O Artigo é de Patrick Iber, professor assistente de História na Universidade de Wisconsin, autor de Neither Peace nor Freedom: The Cultural Cold War in Latin America [Nem paz nem liberdade: a guerra fria cultural na América Latina, em tradução livre] (Harvard UP, Cambridge, 2015), publicado por Nueva Sociedad, 30-07-2024.
Comecemos pelo essencial: Kamala Harris tem chances de ganhar.
Em apenas duas semanas e meia, Joe Biden e Kamala Harris visitaram Wisconsin, um estado crucial para que qualquer democrata alcance a maioria do Colégio Eleitoral, que por sua vez elege o presidente. O primeiro ato de Biden após seu desastroso debate com Trump foi no ginásio de uma escola secundária perto do aeroporto de Madison, onde depois gravou uma entrevista com o jornalista e ex-assessor de comunicação da Casa Branca George Stephanopoulos. Duas semanas depois, incapaz de retomar a campanha de forma convincente e enfrentando números cada vez mais adversos nas pesquisas, Biden anunciou que renunciava a ser o candidato do partido. O primeiro ato de Harris após a renúncia do presidente – na mesma manhã em que ela conseguiu o número de delegados necessários para se tornar a candidata do Partido Democrata – aconteceu no ginásio de uma escola secundária próximo ao aeroporto de Milwaukee. Assisti a ambos os atos e o contraste entre os dois foi muito marcante.
Os atos desse tipo estão cheios de democratas convencidos: são convidados aqueles que foram voluntários e fizeram doações às campanhas no passado. O ambiente no ato de Biden era de apoio, mas sombrio. Os oradores destacaram os feitos democratas e o perigo que representaria uma vitória de Donald Trump, e Biden esteve certamente melhor no roteiro do que havia estado durante o debate. Após seu discurso, ele visitou uma sala anexa - onde o público havia acompanhado seu discurso em uma tela - e, depois de dizer algumas palavras, conversou com algumas pessoas, incluindo um menino sonolento de uma família racialmente mista. Quando os pais do menino se apresentaram como seus "dois papás", Biden não pensou duas vezes: "Os papás são difíceis de criar!", brincou. Esses pais votariam em qualquer democrata no outono. Mas a fragilidade física de Biden era inegável, assim como a fragilidade de sua própria campanha. Embora ele tenha interpretado a presença da multidão como um apoio para continuar na corrida, as conversas cara a cara, nas quais havia muitas dúvidas sobre se ele poderia ser um candidato competitivo, contavam outra história. E lá fora havia dois grupos de manifestantes: um com bandeiras palestinas e outro pedindo simplesmente que ele renunciasse como candidato pelo bem do partido.
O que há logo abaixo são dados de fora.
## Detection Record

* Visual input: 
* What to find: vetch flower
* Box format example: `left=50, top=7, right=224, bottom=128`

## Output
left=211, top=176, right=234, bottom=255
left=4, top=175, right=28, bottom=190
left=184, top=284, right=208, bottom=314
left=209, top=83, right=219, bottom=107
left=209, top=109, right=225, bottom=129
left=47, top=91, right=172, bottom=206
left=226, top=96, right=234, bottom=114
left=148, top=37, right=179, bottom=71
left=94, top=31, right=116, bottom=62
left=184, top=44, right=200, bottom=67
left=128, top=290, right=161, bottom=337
Biden levou duas semanas para assimilar as mensagens que esses manifestantes (e, mais importante ainda, os que seus aliados políticos, as pesquisas e os números de arrecadação de fundos) estavam enviando. Ele não derrotaria Trump, e se essa tarefa era tão importante quanto ele dizia, teria que ser feita por outro. Em vez de umas mini primárias potencialmente caóticas, seu apoio e o de outros democratas importantes (assim como o de sindicatos como a Federação Americana do Trabalho e Congresso de Organizações Industriais - conhecido por suas siglas AFL-CIO, a União Internacional de Empregados de Serviços - SEIU e a Federação Americana de Professores - AFT) rapidamente se voltaram para a vice-presidente. Se Biden tivesse declarado há um ano que não se apresentaria às eleições e tivesse permitido um processo de primárias abertas, seria impossível saber se Harris teria triunfado. Sua campanha para as primárias de 2020 não prosperou e, como vice-presidente, exauriu toda a equipe e teve problemas com as áreas sob sua responsabilidade. Mas a Kamala Harris que se apresentou em Milwaukee no dia 23 de julho parecia confiante e preparada para enfrentar o desafio.
O público também estava. O recorde de doações que o Partido Democrata conseguiu assim que Biden renunciou - mais de 50 milhões de dólares em um dia, na maior parte em doações pequenas - indicava o inconformismo contido entre os democratas de base frente à continuidade de Biden. O ambiente no ato era semelhante. As pessoas estavam felizes por estar ali. Os democratas que tinham chegado de carro das áreas mais conservadoras do estado expressaram seu alívio por se encontrarem entre companheiros de partido. Os presentes eram de diferentes raças, profissões e idades. Nos intervalos entre um orador e outro, os presentes faziam uma ola, ao redor do ginásio, com as faixas de "Kamala" distribuídas pelos organizadores da campanha.
Biden foi tratado com grande respeito: quase todos os oradores lhe agradeceram por ter tomado uma decisão difícil que colocava os interesses do país acima dos seus próprios, em meio a generosos aplausos. Isso também se tornou um claro contraste com Trump, que nunca faria algo assim. Todas as pessoas com as quais conversei concordaram que o passo ao lado foi a decisão correta. As mães falaram de seus filhos mais velhos, que haviam dito que não votariam em Biden, mas que o fariam por Kamala. Biden havia prometido uma ponte para o futuro e, embora de má vontade, a havia estendida.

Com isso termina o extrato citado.